Le diplômé en relations internationales moyen est une femme

La nouvelle Ministre des Affaires Étrangères vient d’annoncer un changement important dans la diplomatie haïtienne, basé sur une évaluation des profils et des performances des diplomates. Madame Dupuy, qui avait été l’objet d’une lettre de blâme de la part de l’ancien Chancelier lors de sa candidature avortée au Conseil Présidentiel de Transition, se voit aujourd’hui en position de faire le ménage dans le ministère. À l’époque, la rumeur voulait que cette lettre ait été motivée par certains collègues qui n’appréciaient guère celle qui était alors la représentante d’Haïti à l’UNESCO. Aujourd’hui en position de pouvoir, elle en profite pour faire le ménage, ce qui n’est pas plus mal, d’autant que notre personnel diplomatique, abonné aux scandales, en a terriblement besoin.

Air du temps oblige, un cabinet ministériel composé à plus de deux tiers d’hommes doit se faire pardonner auprès d’une population majoritairement féminine. Aussi, Madame Dupuy informe-t-elle qu’en attendant, plus de la moitié des missions diplomatiques seront dirigées par des femmes. Et vous ne devinerez jamais la suite.

Dans les commentaires mais également en tweets séparés, des hommes (et au moins une femme) de bonne volonté se montrent magnanimes, acceptant que des femmes soient provisoirement à la tête de la moitié de nos missions diplomatiques, mais insistent sur le fait qu’il faut surtout s’assurer de leur compétence. Dès qu’il s’agit pour une femme d’atteindre un poste de pouvoir, les exigences d’intégrité et de compétence surgissent immédiatement accompagnées pour accompagner la condescendante bienveillance masculine.

Ces exigences, qui devraient être universelles, sont presque exclusivement brandies dans le cas des femmes. En toute objectivité, bien sûr. De cette objectivité teintée de la perspective d’un libéral voyant ses privilèges menacés mais ne pouvant recourir à l’hostilité grossière d’un conservateur inculte. Oui, pour des femmes aux postes de pouvoir, mais qu’elles soient compétentes, hein ? Comme si le choix des chefs de nos missions diplomatiques était le plus objectif qui soit et que c’est exclusivement en raison de leur compétence que des hommes les dirigent.

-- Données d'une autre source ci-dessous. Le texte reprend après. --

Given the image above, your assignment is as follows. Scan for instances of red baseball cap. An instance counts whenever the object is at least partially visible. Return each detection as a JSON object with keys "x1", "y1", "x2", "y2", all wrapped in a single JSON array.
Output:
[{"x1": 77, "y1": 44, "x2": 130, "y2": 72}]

Pourtant, dans nos écoles de formation, le diplômé moyen en relations internationales est une jeune femme. Trop souvent, si elle ne se trouve pas un parlementaire ou un haut fonctionnaire (parent, ami ou amant) pour la soutenir, elle finira dans une des nombreuses organisations internationales – gouvernementales ou non – qui servent de pauvres substituts à un État haïtien en déroute.

Il importe de questionner certains réflexes qui nous poussent à exiger compétence et intégrité des minorités (parfois majoritaires comme les femmes), visibles (comme les non-Blancs dans les pays du Nord) ou sexuelles (comme les personnes LGBT), alors que d’autres (généralement mâles et hétérosexuels) sont perçus par défaut comme les visages du pouvoir. Cette remise en question est essentielle pour déconstruire le vieux monde pendant que nous construisons le nouveau.